I'd like to fill in the gaps, like this:
t_fill:
day | id | metric | d_metric
-----------+----+--------+----------
2011-12-01 | 1 | 10 | 10
2011-12-02 | 1 | 10 | 0 -- a delta of 0
2011-12-03 | 1 | 12 | 2
2011-12-04 | 1 | 15 | 3
I've thought of a way to do this day by day, but what I'd really like is a solution that works in one go.
I think I could get something working with LAST_VALUE, but I can't come up with the right JOIN statements that will let me properly partition and order on each id's day-by-day history.
edit:
assume I have a table like this:
calendar:
day
------------
2011-01-01
2011-01-02
...
that can be involved with joins. My intent would be to maintain the date range in calendar to match the date range in t.
edit:
A few more notes on what I'm looking for, just to be specific:
In generating t_fill, I'd like to exactly cover the date range in t, as well as any dates that are missing in between. So a correct t_fill will start on the same date and end on the same date as t.

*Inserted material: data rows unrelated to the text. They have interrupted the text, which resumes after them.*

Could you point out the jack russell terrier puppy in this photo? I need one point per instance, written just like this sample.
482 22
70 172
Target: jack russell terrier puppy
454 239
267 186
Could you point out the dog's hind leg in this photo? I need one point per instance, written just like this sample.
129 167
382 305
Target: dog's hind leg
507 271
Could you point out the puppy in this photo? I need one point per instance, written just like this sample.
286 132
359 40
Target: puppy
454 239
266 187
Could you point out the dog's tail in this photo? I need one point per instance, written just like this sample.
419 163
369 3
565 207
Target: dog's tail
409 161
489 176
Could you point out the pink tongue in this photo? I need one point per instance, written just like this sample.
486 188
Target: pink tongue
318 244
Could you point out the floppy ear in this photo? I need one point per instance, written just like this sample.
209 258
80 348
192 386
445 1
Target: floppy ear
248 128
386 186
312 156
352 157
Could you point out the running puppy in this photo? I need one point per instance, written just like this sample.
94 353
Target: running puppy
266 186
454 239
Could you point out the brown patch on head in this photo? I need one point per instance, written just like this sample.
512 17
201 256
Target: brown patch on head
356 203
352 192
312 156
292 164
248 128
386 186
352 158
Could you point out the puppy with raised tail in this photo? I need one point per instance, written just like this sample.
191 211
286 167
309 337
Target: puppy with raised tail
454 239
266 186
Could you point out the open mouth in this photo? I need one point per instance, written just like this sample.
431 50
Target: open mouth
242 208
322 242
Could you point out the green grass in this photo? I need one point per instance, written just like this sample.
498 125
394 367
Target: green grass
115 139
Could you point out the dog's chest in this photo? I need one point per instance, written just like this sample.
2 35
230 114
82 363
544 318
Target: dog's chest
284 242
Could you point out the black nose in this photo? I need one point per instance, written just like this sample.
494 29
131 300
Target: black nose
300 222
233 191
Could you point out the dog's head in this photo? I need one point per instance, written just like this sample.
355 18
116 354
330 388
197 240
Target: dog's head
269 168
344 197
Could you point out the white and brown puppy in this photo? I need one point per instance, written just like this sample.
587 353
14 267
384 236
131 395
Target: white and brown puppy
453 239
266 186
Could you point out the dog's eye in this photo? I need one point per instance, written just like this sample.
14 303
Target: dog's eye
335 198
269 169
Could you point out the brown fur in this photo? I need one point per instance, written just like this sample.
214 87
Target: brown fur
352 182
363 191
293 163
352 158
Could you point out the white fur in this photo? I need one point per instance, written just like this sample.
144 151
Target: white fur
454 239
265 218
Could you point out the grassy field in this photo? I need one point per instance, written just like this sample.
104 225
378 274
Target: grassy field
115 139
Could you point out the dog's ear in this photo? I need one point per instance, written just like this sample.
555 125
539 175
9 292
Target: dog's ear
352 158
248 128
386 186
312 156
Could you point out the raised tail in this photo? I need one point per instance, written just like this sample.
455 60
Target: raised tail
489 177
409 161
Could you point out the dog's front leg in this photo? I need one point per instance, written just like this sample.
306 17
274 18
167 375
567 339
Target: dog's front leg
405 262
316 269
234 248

t_fill has two properties:
1) once an id appears on some date, it will always have a row for each later date. This is the gap-filling implied in the original question.
2) Should no row for an id ever appear again after some date, the t_fill solution should merrily generate rows with the same metric value (and 0 delta) from the date of that last data point up to the end date of t.

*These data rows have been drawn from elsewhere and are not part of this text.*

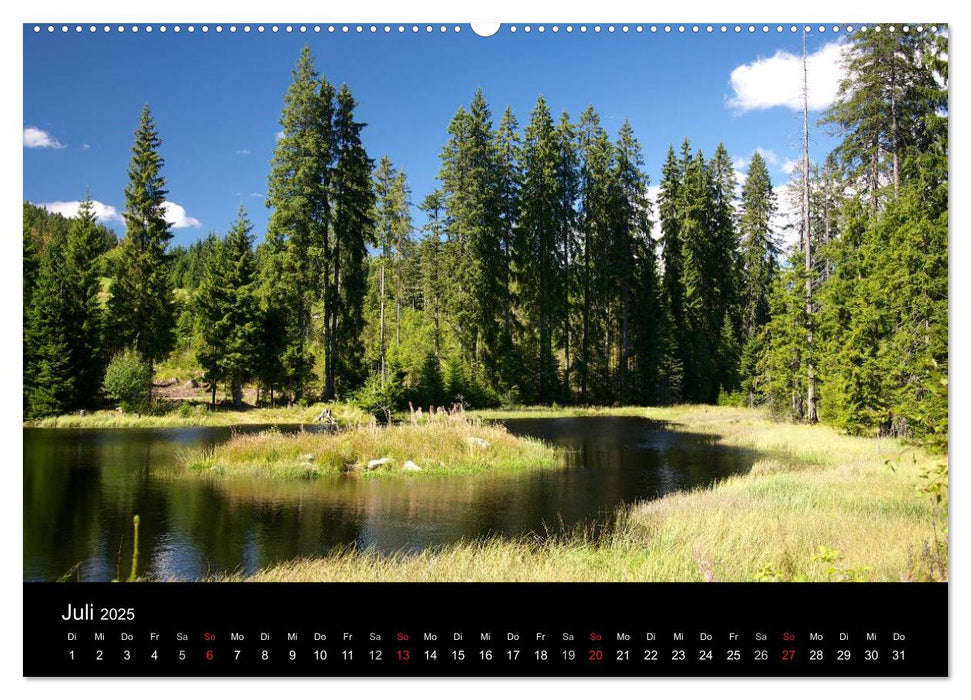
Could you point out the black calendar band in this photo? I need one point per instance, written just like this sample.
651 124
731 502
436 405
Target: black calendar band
465 629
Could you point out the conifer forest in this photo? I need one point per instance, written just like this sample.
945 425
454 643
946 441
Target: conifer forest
542 270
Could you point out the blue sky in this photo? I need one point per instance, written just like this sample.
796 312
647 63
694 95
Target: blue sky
217 99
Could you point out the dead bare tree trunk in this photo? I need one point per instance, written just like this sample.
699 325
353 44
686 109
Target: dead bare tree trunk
382 324
810 414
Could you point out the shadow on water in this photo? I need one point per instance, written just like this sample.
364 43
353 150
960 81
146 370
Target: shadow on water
81 488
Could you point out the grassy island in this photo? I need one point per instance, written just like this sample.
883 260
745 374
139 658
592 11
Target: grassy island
817 505
432 447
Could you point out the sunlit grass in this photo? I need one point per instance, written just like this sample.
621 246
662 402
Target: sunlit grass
816 506
437 446
199 414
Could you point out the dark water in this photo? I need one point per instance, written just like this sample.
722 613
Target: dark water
82 487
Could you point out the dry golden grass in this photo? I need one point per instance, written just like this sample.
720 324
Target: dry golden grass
817 506
198 415
438 446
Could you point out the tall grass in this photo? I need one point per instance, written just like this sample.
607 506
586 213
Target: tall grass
440 446
816 506
200 415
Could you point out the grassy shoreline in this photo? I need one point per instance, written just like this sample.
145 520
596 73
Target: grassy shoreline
436 447
199 415
816 506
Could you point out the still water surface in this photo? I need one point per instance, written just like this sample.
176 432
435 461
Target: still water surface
82 487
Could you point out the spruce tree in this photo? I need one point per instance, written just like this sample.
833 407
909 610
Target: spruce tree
635 269
539 264
228 311
470 192
51 382
300 244
352 194
140 307
758 268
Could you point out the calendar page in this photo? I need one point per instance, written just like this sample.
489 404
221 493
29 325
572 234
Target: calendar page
520 349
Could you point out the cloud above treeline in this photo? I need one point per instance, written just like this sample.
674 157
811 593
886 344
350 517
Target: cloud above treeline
38 138
175 214
777 81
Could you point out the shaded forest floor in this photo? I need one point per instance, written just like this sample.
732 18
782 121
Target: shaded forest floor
816 506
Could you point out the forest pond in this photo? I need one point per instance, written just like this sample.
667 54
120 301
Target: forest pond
82 487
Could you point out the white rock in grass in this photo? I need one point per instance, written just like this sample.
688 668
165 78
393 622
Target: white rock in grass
375 463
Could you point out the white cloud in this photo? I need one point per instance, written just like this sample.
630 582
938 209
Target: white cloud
38 138
104 213
777 81
741 163
176 216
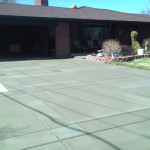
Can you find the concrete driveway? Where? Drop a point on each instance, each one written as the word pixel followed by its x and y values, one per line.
pixel 73 104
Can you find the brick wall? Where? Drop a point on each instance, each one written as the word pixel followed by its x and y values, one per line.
pixel 62 40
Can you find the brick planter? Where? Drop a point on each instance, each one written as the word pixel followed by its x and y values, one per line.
pixel 108 59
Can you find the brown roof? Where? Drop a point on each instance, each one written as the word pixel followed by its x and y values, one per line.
pixel 82 13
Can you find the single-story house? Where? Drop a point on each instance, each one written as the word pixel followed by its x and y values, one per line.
pixel 42 30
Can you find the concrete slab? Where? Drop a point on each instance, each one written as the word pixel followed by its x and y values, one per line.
pixel 66 132
pixel 73 104
pixel 52 146
pixel 28 140
pixel 86 142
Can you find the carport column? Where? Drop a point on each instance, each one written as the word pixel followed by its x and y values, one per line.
pixel 62 40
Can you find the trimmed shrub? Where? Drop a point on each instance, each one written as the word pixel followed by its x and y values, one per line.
pixel 134 41
pixel 144 42
pixel 111 45
pixel 126 50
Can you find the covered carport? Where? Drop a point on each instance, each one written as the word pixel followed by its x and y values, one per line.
pixel 27 37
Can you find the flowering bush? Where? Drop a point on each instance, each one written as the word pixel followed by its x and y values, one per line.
pixel 126 50
pixel 111 45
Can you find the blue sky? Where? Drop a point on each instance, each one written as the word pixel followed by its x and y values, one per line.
pixel 131 6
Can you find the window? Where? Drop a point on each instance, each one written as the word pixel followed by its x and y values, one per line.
pixel 92 32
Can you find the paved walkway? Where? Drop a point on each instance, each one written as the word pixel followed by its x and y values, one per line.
pixel 73 104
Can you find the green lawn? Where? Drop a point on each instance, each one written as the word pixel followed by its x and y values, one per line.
pixel 143 63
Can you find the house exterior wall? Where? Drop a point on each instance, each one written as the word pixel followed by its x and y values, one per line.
pixel 41 2
pixel 62 40
pixel 123 32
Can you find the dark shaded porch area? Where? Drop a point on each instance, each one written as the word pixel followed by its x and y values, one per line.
pixel 88 37
pixel 26 41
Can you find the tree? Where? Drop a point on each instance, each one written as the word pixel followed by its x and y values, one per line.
pixel 8 1
pixel 146 11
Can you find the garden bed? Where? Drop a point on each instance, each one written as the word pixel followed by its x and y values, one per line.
pixel 109 59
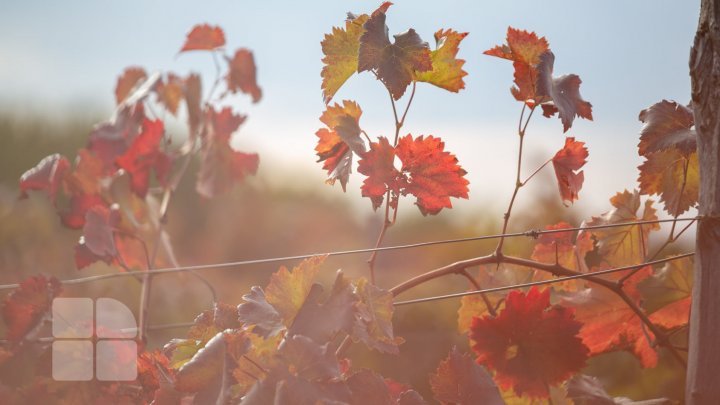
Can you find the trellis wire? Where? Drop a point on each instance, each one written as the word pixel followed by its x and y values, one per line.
pixel 534 233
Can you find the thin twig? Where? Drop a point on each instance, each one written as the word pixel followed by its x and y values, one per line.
pixel 534 233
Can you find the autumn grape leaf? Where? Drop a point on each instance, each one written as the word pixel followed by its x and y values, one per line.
pixel 222 166
pixel 321 320
pixel 209 323
pixel 667 125
pixel 394 63
pixel 562 248
pixel 534 84
pixel 530 344
pixel 288 289
pixel 668 143
pixel 567 163
pixel 144 155
pixel 433 174
pixel 523 49
pixel 257 313
pixel 47 176
pixel 609 323
pixel 368 387
pixel 25 307
pixel 666 294
pixel 127 81
pixel 377 165
pixel 459 380
pixel 561 94
pixel 170 92
pixel 109 140
pixel 204 37
pixel 209 363
pixel 340 50
pixel 192 91
pixel 242 74
pixel 309 359
pixel 339 140
pixel 374 321
pixel 447 72
pixel 624 245
pixel 490 276
pixel 428 172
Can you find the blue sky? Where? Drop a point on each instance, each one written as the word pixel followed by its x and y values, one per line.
pixel 61 55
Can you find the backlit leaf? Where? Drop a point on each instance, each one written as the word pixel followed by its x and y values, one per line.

A solution might backfill earlier dates up to the start of the date range in t. That is, for any id that appears after the first date in t, rows between the first date in t and the first date for the id will be filled with metric=0 and d_metric=0. I don't prefer this kind of solution, since it has a higher growth factor for each id that enters the system. But I could easily deal with it by selecting into a new table only rows where metric!=0 and d_metric!=0.

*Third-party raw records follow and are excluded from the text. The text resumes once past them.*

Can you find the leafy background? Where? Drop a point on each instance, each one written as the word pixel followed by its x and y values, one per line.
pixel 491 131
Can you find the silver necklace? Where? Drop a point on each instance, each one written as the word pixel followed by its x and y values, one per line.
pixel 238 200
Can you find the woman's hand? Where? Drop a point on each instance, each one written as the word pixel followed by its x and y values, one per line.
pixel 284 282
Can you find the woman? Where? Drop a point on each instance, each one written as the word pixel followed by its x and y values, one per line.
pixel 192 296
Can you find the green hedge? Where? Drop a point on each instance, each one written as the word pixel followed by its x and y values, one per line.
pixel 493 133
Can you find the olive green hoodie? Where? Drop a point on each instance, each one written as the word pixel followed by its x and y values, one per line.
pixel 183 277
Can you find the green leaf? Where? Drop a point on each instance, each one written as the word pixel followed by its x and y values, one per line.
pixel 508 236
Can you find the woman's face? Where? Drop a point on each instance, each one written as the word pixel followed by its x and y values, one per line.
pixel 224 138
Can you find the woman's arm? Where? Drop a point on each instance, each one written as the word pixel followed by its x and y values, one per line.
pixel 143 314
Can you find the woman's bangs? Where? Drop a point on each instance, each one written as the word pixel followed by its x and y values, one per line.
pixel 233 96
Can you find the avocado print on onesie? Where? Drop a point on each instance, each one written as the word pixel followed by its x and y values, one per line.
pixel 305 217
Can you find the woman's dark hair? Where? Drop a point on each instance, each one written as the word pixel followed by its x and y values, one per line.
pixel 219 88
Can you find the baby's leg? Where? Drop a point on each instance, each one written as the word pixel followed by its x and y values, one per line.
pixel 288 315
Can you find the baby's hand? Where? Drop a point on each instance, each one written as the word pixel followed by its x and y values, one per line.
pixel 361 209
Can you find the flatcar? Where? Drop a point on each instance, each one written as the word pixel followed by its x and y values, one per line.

This about what Jonathan Leffler proposed, but into old-fashioned low-level SQL (without fancy CTE's or window functions or aggregating subqueries):
SET search_path='tmp'
DROP TABLE ttable CASCADE;
CREATE TABLE ttable
( zday date NOT NULL
, id INTEGER NOT NULL
, metric INTEGER NOT NULL
, d_metric INTEGER NOT NULL
, PRIMARY KEY (id,zday)
);
INSERT INTO ttable(zday,id,metric,d_metric) VALUES
('2011-12-01',1,10,10)
,('2011-12-03',1,12,2)
,('2011-12-04',1,15,3)
;
DROP TABLE ctable CASCADE;
CREATE TABLE ctable
( zday date NOT NULL
, PRIMARY KEY (zday)
);
INSERT INTO ctable(zday) VALUES
('2011-12-01')
,('2011-12-02')
,('2011-12-03')
,('2011-12-04')
;
CREATE VIEW v_cte AS (
SELECT t.zday,t.id,t.metric,t.d_metric
FROM ttable t
JOIN ctable c ON c.zday = t.zday
UNION
SELECT c.zday,t.id,t.metric, 0
FROM ctable c, ttable t
WHERE t.zday < c.zday
AND NOT EXISTS ( SELECT *
FROM ttable nx
WHERE nx.id = t.id
AND nx.zday = c.zday
)
AND NOT EXISTS ( SELECT *
FROM ttable nx
WHERE nx.id = t.id
AND nx.zday < c.zday
AND nx.zday > t.zday
)
)
;
SELECT * FROM v_cte;
The results:
zday | id | metric | d_metric
------------+----+--------+----------
2011-12-01 | 1 | 10 | 10
2011-12-02 | 1 | 10 | 0
2011-12-03 | 1 | 12 | 2
2011-12-04 | 1 | 15 | 3
(4 rows)
I am not Vertica user, but if you do not want to use their native support for GAP fillings, here you can find a more generic SQL-only solution to do so.
If you want to use something like a CTE, how about using a temporary table? Essentially, a CTE is a view for a particular query.
Depending on your needs you can make the temporary table transaction or session-scoped.
I'm still curious to know why gap-filling with constant-interpolation wouldn't work here.
Given the complete calendar table, it is doable, though not exactly trivial. Without the calendar table, it would be a lot harder.
Your query needs to be stated moderately precisely, which is usually half the battle in any issue with 'how to write the query'. I think you are looking for:
For each date in Calendar between the minimum and maximum dates represented in T (or other stipulated range),
For each distinct ID represented in T,
Find the metric for the given ID for the most recent record in T on or before the date.
This gives you a complete list of dates with metrics.
You then need to self-join two copies of that list with dates one day apart to form the deltas.
Note that if some ID values don't appear at the start of the date range, they won't show up.
With that as guidance, you should be able get going, I believe.